# Vinyl Siding Versus Painting Asbestos



## Brik (Jan 16, 2007)

I actually prefer the look you have now over vinyl. if the asbestos shingles are over another siding then by adding vinyl you will have three layers. This will lead to very weird window and door trim and possible water intrusion if not done right. Also, an entire house siding job is a tough one man job even for a pro.

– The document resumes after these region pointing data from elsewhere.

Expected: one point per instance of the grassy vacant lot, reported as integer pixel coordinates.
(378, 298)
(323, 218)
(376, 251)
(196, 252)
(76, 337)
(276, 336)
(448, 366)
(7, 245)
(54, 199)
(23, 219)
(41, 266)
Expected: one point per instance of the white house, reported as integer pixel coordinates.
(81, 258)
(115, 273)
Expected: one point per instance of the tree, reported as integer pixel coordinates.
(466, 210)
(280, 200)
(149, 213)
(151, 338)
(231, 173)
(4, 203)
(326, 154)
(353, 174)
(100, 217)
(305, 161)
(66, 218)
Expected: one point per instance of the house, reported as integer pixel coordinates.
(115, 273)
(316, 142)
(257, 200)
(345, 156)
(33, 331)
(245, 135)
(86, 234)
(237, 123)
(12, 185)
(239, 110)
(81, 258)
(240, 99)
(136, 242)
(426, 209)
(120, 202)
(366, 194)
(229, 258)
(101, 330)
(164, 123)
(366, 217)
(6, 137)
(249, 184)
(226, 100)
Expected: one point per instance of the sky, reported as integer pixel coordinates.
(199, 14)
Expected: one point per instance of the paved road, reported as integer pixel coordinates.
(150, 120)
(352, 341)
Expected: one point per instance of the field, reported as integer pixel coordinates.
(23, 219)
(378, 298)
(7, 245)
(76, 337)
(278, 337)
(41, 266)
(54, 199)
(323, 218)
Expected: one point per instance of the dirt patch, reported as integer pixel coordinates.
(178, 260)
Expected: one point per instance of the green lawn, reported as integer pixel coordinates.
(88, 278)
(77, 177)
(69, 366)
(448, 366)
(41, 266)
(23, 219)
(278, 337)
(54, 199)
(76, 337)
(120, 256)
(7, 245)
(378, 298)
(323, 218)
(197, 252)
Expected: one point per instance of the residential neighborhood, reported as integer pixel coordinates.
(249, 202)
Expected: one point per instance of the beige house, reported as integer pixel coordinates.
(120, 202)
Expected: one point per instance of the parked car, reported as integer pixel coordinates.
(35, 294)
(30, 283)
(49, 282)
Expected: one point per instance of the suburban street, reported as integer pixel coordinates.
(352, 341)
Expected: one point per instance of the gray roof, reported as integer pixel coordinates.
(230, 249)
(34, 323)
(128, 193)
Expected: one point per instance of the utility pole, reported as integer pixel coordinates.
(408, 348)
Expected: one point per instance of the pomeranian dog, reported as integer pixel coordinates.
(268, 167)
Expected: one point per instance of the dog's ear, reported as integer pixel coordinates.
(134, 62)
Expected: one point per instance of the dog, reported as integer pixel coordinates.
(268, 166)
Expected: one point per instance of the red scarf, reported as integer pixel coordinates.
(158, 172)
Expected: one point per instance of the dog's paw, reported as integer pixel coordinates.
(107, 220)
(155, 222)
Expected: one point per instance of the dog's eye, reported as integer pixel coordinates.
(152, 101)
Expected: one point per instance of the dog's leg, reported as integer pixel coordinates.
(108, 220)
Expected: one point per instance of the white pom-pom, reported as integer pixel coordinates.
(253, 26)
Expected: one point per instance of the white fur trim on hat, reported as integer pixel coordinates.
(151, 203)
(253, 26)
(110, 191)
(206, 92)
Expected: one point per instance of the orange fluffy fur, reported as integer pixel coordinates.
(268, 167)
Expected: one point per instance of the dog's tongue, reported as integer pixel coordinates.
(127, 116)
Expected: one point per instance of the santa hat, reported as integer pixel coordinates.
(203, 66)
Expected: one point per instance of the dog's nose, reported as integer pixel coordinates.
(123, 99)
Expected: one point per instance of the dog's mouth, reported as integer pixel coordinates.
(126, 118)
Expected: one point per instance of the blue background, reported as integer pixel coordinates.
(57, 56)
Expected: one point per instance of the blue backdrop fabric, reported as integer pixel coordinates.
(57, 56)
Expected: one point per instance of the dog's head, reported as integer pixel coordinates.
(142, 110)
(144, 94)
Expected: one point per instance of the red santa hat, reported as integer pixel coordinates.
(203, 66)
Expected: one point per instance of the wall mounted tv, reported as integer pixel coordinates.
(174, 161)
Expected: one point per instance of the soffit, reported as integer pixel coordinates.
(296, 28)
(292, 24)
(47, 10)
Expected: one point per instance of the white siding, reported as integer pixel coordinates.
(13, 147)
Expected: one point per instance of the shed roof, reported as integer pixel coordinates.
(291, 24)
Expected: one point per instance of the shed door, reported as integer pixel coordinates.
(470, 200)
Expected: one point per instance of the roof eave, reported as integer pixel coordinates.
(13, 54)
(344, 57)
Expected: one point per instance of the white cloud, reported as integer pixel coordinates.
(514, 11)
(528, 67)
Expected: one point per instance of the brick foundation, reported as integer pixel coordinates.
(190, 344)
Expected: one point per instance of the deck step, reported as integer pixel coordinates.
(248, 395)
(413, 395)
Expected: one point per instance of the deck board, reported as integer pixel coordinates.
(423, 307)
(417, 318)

Me, I would patch it and paint it.

if I was living there for a long time I would pull off the existing two layers and replace with fiber cement or wood to keep with the original character of the house. This rote will lead to many 'I might as well" type issues could get expensive.


----------



## HomeSealed (Jan 3, 2008)

For ROI, I would keep the asbestos and repair/paint it. To reside the house properly it would need to be removed by a company certified in asbestos abatement(=$), in addition, you don't want your siding installed by amateurs. It is an easy concept, but there are a lot of ways to screw up a siding job if you don't know what you're doing....The only thing you risk by repainting, is that it may scare some people away due to the asbestos.


----------



## Tom Struble (Dec 29, 2008)

agreed you could have the trim and overhangs trimmed and put new gutters on after you paint to give it a clean look.It would be a good time to install proper roof ventilation


----------